SCHIP Program
"The Senate's vote to expand the State Children's Health Insurance Program (SCHIP) to the non-poor and to finance it with a large hike in cigarette taxes, represents a major step in the direction of universal health care. It will also likely result in a future funding crisis.
1. Although the administration has threatened to veto this $50 billion expansion of SCHIP, Democrats would love to have a vote or veto "against the children" to hold against Republicans. This illustrates their cynicism behind this proposal, but President Bush's cynicism is also evident. Compare his support for a much larger, more expensive, and politically important prescription-drug plan for senior citizens.
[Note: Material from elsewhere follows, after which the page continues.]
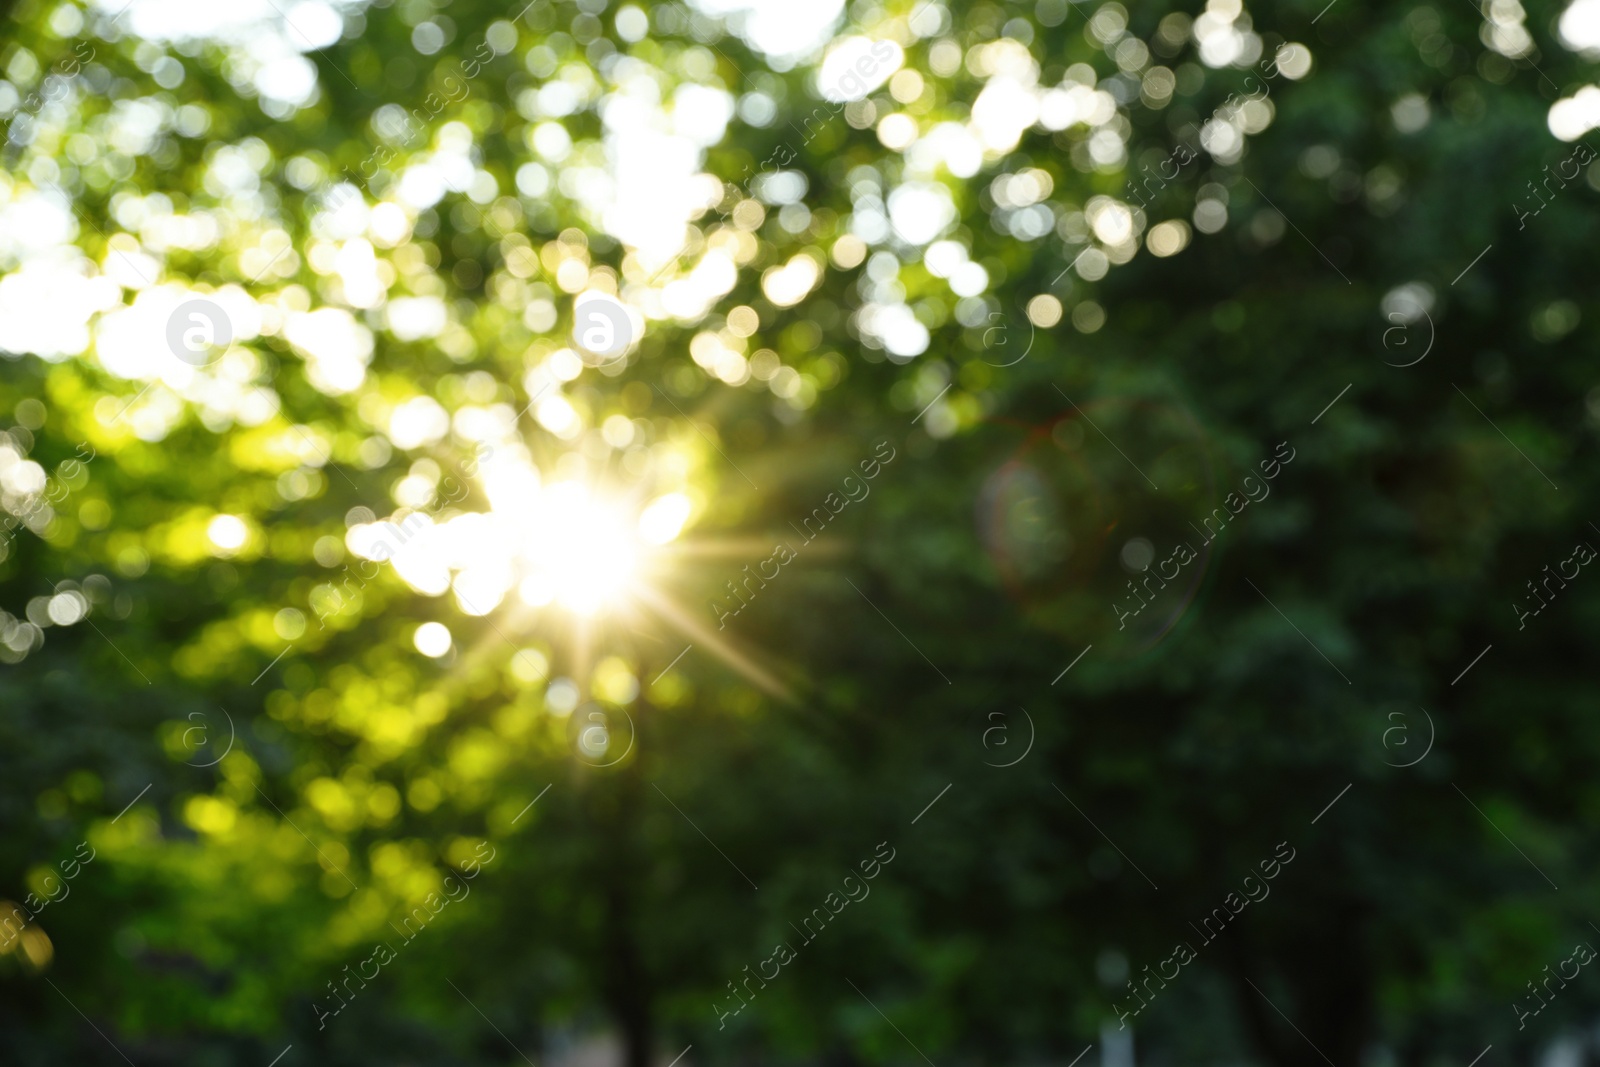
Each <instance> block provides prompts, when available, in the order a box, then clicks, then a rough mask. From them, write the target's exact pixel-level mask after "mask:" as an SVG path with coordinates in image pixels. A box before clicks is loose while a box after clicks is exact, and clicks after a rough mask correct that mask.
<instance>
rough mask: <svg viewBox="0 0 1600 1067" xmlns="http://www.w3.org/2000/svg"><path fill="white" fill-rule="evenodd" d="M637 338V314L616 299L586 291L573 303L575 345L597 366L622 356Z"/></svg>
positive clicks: (605, 295)
mask: <svg viewBox="0 0 1600 1067" xmlns="http://www.w3.org/2000/svg"><path fill="white" fill-rule="evenodd" d="M634 339H635V331H634V315H632V314H630V312H629V310H627V307H624V306H622V302H621V301H618V299H616V298H611V296H606V294H605V293H584V294H582V296H579V298H578V301H576V302H574V304H573V344H576V346H578V347H579V349H581V350H582V352H584V354H586V355H589V357H590V358H592V362H594V363H595V365H603V363H610V362H611V360H614V358H618V357H619V355H622V354H624V352H627V350H629V347H630V346H632V344H634Z"/></svg>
2. From a taxation point of view, there are two arguments against SCHIP expansion: First, cigarette taxes represent a very unreliable funding stream. To the extent that health education campaigns and price increases have helped bring down the number of smokers in the United States, they also threaten the government's stream of revenue. This means that another tax increase will be needed to sustain the newly expanded SCHIP in the future.
3. Second, because the bill could lead states to give government health coverage to children in a family of four making up to even $80,000, the bill redistributes income in a regressive fashion -- from the poor (and smokers are disproportionately poor) to the middle class. This too is similar to the prescription-drug bill, which promised subsidies for the prescriptions of the nation's wealthiest demographic, senior citizens, at the expense of young workers."
Novak fails to mention, they want to extend this program to illegal immigrants as well.